Болотников глянул строго:

— Что я вам — червонец, чтоб меня любить? Это я был холоп, а теперь я вам воевода. Раз меня царь Димитрий пожаловал, значит, так тому и быть.

— Да! — закручинился казак, свистнул. — Много слышано, да мало видано. Кто ты нам есть, то мы и сами ведаем, а вот узреть бы того, кто тебя пожаловал. Тогда, глядишь, и вороги наши разлетелись бы вместе с Шуйским, яко дым! И рвать бы тебе тогда, воевода, тех дурней огненным боем, глядишь, и не пришлось бы!

И еще раз собрались силой мужики. С юга полки подошли на помощь. Разметали мы московские рати, вырвались из осады. Вперед бросились. Снова на Москву.

Повеселели. Духом взыграли. Увидели: прав воевода. Не совладать с нами Шуйскому. Да и время — летнее, теплое. Леса в зелени стоят, и воздух от них приятный, добрый идет. Под троицу как раз новый поход наш начался. И пошли мы тогда тайно в обход, на Каширу.

Это мы-то думали — тайно. А вышло — явно. Известное дело: концы в воду, а пузыри — наверх. Оплошал на тот час воевода. То ли загордился: все ширью да высью. Чего ж теперь вниз глядеть? Только перестал он за Савастьянами глаз держать, и они тут как тут и оказались. Все ворогам перенесли. И напоролись мы на реке на Осме, будто медведь на рогатину.

Уж я и счет этим нашим приступам да отступам потерял. А на сей раз на реке Осме то плохо случилось, что отрезали от нас с самого начала казаков волжских и терских, и посадских ратных мужиков путимцев и елчан. В буераках их окружили. И как побежали мы после разгрому, они у нас в тылу остались, и бились, слышал я, дней с двое или трое, и все костьми легли.

На реке Вороне остановил, правда, Болотников еще раз свое войско. Приняли мы снова бой. Но и тут не дал господь нам победы.

— Ирмоген, ирод, виноват, — вполголоса ворчал тщедушный мужичонка, качая завернутую в тряпицу раненую руку.

Он сидел на обочине, отдыхал.

— Какой Ирмоген? — сердито спросил Фрязин.

Мы шли по дороге поспешая, но остановились.

— А патриарх, — поднял глаза мужичонка.

— Патриарх не Ирмоген, — зло отвечал Фрязин, — а Гермоген.

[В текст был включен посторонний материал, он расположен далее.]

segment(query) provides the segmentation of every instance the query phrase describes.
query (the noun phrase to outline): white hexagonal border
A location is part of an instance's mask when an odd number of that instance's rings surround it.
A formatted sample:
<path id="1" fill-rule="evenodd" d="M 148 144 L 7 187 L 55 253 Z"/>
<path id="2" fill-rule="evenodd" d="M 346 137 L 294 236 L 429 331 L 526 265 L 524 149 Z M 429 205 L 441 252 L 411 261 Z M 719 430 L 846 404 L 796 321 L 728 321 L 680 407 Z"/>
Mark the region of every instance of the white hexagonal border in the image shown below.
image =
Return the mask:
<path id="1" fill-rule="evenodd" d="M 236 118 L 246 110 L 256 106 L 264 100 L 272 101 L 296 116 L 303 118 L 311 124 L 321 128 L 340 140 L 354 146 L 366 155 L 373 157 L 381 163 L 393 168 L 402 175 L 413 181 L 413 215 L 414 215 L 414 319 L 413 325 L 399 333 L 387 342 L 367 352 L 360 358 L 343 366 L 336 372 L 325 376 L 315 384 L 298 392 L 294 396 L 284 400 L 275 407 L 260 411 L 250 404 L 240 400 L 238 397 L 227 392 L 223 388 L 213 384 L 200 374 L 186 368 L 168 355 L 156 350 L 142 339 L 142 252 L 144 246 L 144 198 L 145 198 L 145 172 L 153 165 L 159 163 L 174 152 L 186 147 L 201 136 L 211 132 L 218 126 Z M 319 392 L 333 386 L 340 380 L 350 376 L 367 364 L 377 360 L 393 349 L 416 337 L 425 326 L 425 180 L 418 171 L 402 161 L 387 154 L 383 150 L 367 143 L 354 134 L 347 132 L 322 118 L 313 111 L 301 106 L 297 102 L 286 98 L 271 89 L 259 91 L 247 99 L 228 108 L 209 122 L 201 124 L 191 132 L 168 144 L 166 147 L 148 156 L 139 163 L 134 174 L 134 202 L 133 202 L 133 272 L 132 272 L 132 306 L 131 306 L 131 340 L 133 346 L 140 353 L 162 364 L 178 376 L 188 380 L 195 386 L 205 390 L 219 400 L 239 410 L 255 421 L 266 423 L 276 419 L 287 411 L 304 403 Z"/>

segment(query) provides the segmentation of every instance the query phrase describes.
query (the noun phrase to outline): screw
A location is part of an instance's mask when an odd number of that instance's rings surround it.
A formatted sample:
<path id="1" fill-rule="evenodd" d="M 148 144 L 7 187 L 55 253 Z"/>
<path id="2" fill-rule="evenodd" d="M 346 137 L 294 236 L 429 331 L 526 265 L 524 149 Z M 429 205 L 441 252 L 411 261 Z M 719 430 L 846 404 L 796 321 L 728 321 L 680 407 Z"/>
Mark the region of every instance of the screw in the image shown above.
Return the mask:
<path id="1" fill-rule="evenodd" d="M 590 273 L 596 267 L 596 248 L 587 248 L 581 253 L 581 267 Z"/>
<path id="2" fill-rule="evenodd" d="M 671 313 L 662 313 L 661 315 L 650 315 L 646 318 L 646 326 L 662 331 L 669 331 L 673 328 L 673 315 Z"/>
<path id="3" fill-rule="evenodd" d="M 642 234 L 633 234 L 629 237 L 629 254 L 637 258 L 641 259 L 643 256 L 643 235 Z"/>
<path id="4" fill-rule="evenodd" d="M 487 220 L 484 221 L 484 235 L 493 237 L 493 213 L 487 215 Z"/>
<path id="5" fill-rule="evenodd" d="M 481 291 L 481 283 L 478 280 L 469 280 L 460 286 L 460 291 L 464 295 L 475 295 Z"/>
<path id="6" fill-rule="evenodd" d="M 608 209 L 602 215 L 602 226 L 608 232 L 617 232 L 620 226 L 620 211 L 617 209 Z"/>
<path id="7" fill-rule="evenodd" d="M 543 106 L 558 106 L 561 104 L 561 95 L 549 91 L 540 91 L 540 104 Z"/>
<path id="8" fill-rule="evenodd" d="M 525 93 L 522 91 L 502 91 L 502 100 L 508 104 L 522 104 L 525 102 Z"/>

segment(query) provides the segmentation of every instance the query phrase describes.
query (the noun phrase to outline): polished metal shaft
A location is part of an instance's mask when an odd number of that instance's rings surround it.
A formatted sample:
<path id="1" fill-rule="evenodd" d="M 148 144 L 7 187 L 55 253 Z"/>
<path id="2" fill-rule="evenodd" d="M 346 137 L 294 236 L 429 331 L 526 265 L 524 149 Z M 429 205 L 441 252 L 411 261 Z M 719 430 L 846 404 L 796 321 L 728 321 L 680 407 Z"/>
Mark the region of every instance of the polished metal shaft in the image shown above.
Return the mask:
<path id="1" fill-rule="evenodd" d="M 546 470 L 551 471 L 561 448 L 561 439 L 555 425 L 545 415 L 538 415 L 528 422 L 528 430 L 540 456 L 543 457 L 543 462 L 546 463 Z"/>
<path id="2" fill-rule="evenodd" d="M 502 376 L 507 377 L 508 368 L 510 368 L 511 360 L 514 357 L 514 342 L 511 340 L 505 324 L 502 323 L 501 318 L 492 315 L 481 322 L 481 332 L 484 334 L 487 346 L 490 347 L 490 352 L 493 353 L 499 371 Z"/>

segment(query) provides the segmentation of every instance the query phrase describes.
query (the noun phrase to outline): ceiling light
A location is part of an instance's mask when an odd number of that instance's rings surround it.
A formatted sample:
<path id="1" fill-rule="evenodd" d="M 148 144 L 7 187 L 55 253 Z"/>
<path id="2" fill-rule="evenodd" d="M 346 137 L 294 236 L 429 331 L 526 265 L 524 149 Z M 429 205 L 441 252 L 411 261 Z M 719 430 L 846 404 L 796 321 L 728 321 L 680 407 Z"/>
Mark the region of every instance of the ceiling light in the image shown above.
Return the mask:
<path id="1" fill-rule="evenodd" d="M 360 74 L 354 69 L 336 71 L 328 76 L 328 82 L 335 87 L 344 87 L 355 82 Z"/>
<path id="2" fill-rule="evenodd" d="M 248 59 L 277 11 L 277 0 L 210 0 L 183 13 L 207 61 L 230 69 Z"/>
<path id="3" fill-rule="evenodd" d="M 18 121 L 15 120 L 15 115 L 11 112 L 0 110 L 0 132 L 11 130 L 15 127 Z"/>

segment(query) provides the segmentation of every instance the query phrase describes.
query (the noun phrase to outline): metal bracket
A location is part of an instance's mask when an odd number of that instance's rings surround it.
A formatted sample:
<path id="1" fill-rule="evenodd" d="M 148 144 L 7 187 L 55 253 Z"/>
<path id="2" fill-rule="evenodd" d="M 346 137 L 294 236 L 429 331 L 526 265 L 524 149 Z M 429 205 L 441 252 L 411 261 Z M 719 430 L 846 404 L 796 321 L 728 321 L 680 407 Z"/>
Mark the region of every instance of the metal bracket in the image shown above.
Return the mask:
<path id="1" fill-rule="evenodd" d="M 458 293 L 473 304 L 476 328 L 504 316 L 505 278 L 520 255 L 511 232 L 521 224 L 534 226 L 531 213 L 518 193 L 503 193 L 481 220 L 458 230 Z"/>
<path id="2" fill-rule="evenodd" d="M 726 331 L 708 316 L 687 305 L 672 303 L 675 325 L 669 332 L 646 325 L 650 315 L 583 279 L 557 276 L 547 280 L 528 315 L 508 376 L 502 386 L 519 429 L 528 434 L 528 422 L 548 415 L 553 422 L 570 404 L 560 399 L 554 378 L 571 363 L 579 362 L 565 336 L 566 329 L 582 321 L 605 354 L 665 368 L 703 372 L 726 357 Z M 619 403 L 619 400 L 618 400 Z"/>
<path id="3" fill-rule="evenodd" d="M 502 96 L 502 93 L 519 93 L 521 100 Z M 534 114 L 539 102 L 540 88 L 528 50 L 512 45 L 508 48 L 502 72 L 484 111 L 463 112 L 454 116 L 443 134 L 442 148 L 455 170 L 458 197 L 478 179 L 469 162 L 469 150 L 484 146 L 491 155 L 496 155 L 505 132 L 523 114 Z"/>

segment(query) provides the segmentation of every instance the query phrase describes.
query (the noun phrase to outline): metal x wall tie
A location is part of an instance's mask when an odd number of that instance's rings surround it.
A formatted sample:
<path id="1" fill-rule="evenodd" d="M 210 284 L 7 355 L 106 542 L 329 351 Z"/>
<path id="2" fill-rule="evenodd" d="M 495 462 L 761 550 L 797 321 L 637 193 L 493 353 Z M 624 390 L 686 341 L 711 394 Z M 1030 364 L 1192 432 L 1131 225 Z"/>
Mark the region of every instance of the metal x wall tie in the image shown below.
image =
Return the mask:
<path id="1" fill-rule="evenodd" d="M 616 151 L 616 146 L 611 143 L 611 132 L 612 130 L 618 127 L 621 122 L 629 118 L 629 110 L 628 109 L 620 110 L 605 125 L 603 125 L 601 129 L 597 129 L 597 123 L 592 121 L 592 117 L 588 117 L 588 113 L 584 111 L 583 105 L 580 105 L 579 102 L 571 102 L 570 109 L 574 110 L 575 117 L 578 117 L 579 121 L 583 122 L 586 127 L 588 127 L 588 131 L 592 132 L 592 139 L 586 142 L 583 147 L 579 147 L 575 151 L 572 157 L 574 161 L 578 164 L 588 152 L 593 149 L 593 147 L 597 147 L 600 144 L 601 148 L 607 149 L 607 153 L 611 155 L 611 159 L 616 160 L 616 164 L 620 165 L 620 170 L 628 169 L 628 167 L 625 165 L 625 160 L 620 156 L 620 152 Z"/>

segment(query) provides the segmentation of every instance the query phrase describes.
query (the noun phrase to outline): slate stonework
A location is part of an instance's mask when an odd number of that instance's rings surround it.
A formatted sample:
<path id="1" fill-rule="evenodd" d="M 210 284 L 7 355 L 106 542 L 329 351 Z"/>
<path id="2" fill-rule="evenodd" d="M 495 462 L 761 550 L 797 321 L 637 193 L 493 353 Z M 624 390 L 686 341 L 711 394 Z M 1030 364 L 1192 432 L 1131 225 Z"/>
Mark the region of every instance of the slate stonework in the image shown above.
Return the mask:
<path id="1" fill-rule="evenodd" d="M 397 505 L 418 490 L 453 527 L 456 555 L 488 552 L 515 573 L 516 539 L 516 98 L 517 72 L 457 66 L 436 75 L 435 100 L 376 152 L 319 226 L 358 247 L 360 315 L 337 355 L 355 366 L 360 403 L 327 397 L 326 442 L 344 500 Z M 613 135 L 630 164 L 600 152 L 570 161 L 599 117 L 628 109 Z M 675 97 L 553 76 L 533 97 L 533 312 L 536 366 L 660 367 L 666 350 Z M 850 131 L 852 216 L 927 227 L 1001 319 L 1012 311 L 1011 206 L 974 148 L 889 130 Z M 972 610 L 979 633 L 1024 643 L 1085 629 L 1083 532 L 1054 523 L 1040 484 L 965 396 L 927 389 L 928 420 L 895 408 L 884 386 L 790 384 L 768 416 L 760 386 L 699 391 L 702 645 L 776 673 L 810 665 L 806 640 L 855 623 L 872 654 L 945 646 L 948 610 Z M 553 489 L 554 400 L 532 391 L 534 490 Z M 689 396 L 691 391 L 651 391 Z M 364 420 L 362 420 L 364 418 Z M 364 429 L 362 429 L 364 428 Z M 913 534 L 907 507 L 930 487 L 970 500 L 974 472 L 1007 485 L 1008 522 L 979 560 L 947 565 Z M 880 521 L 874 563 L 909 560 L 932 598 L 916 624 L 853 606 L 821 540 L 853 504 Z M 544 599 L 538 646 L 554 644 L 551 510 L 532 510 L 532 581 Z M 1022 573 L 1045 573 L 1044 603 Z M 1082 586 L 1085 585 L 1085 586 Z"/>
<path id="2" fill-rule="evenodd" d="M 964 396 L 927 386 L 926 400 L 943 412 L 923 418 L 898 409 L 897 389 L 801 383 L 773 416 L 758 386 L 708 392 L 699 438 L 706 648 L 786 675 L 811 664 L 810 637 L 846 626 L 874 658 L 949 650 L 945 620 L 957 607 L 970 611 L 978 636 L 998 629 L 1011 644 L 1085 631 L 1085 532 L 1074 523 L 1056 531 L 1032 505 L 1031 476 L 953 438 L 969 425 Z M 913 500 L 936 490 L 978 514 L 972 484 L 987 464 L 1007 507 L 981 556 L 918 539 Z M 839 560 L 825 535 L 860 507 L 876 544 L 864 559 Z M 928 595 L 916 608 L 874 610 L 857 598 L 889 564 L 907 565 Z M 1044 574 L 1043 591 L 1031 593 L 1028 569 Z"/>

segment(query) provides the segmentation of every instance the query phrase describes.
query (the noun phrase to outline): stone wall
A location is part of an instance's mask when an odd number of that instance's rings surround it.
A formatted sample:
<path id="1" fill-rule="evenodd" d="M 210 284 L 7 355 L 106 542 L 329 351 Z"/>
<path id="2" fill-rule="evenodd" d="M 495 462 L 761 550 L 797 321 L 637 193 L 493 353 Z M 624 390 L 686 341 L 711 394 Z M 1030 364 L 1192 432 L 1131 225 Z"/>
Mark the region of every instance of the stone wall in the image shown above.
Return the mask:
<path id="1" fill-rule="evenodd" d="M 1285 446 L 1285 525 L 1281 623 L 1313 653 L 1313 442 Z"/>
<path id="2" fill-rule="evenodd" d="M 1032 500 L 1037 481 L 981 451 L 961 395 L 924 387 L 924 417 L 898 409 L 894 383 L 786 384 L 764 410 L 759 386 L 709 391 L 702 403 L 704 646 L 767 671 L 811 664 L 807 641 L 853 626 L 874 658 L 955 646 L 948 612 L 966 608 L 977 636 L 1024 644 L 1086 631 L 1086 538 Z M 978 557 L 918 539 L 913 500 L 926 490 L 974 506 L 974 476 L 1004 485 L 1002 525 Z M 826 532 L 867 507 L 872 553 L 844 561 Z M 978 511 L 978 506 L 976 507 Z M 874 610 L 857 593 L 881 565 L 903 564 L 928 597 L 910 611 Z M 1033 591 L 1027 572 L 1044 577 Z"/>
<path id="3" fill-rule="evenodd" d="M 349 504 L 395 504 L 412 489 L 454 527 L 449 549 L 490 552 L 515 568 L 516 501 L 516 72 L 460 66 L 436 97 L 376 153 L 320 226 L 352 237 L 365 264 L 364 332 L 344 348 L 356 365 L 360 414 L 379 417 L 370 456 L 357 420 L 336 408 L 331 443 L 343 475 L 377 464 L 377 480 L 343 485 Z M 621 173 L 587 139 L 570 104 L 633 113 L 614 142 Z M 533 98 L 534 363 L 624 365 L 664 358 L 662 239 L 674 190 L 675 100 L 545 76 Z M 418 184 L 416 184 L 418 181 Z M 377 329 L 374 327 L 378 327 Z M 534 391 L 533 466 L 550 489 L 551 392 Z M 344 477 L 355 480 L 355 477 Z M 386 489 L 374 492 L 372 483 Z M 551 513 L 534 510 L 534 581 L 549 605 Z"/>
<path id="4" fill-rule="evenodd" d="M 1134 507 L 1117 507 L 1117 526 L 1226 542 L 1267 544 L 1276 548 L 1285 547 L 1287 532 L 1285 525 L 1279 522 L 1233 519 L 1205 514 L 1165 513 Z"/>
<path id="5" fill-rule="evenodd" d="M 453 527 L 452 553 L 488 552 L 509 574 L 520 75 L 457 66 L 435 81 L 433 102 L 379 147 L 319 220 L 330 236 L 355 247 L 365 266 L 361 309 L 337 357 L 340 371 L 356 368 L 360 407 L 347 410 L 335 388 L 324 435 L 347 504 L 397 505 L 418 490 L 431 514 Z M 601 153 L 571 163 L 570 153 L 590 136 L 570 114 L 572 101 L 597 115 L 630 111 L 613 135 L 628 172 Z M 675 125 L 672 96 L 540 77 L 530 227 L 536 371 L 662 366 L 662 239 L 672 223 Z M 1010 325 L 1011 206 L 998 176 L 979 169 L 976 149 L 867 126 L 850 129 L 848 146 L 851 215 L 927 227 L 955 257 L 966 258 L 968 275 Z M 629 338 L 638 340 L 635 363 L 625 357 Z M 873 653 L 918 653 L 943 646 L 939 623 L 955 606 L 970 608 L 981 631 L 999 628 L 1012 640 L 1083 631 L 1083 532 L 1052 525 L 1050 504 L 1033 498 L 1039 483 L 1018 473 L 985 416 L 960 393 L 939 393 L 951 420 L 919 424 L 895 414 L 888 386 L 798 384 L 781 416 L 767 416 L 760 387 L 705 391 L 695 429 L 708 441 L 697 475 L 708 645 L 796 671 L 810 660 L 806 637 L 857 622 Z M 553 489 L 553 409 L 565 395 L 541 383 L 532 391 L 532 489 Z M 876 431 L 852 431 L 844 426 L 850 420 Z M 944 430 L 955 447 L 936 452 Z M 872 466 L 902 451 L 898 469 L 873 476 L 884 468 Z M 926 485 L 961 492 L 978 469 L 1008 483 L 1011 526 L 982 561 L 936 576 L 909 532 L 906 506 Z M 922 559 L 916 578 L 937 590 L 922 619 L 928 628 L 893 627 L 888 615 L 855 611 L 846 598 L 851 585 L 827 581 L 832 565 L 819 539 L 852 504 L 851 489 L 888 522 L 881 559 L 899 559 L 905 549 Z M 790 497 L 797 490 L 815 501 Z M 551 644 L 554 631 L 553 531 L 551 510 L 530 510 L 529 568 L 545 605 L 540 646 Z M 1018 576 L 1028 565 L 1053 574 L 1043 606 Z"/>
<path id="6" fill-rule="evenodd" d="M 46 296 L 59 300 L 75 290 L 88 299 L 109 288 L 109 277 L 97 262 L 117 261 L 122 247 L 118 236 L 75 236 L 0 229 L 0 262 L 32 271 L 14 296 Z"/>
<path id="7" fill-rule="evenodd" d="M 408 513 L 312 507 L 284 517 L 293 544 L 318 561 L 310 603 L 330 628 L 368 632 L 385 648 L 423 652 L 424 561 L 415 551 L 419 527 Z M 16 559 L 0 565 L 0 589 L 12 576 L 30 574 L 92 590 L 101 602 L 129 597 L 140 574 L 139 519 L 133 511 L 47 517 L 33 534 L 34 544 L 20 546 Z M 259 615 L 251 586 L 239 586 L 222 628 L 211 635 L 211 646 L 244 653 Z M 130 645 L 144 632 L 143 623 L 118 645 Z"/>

— Это все едино, — скривился тот, видно, от боли. — Суть-то где? А? Не знаешь? В молитве она, милостивец. А патриаршая молитва — сила. Попробуй, на нее — восстань. То-то и оно. Коли ирод этот, Ирмоген, за Шуйского, да за его рати молится, значит, господь им победу и дарует…

— Ты эти слова брось, — с угрозой сказал Фрязин. — А то…

— Я брошу, — согласился мужичонка. — Но ты запомни: сейчас не одолеем, боярское царство не свалим, снова нам сто лет терпеть выйдет.

— Это почему?

— Будто не знаешь? Мужичье ведь за себя в сто лет раз подымается. А промеж тем только кряхтит.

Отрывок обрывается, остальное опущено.